Additionally, Comrie and Gioia urged the state legislation to take up this issue in Albany and to correct current usury laws. They were joined by National Action Network representatives Kirsten Foy and Minister Taharka Robinson, who have led citywide efforts to raise awareness on this issue.
“Rent-A-Center should not be allowed to engage in predatory renting to the community,” said Foy and Robinson. “We are not going to tolerate such horrible business practices to be imposed upon the community. Their business model of exploitation of the most vulnerable and economically disadvantaged among us is one of the reasons why all of our communities are going through great economic crisis.”
Accused by critics of targeting low-income consumers, the rent-to-own industry has 8,300 stores nationwide that serve roughly 2.7 million people and generate $2.35 billion in fees and $6.6 billion in revenues annually. Rent-to-own stores allow consumers to enter into a rental contract on a variety of new and used name-brand appliances, furniture and electronics.

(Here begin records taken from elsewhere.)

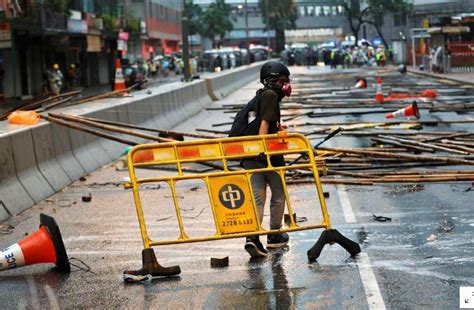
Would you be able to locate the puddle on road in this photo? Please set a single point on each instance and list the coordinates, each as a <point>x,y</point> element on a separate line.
<point>405,189</point>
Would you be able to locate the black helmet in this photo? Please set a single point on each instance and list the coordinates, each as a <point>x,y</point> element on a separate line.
<point>273,69</point>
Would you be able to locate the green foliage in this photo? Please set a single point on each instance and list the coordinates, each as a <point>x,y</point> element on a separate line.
<point>371,12</point>
<point>109,21</point>
<point>59,6</point>
<point>279,15</point>
<point>216,20</point>
<point>132,25</point>
<point>193,13</point>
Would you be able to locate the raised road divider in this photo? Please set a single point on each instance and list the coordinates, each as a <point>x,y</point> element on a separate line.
<point>38,160</point>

With an approximate 33 percent market share and 2,751 company-owned stores nationwide, in Canada and Puerto Rico, Rent-A-Center is the largest rent-to-own operator in the United States. New York City has 38 Rent-A-Centers.
According to the Neighborhood Economic Development Advocacy Project (NEDAP), Rent-A-Centers in New York City are located in predominantly black or Hispanic neighborhoods, and as an industry, rent-to-own stores have been found to target low-income consumers with poor or no credit history. In fact, across the country there are twice as many rent-to-own stores in low-income neighborhoods than in other neighborhoods, and nearly 60 percent of rent-to-own customers earn less than $25,000 a year, according to NEDAP statistics.
Comrie urged consumers to use the following guidelines if they feel they have no choice but to patronize rent-to-own establishments:
Know what you are getting into - rent-to-own stores are allowed by law to double their own cash price for a product, and can repossess it if you miss a payment. Make sure you read all the fine print.
Do the math - Make sure you budget the weekly cost with all your other expenses. Determine how long it will take you to pay off a rent-to-own contract.
Compare rent-to-own prices to prices at other stores, both in your neighborhood and outside your neighborhood.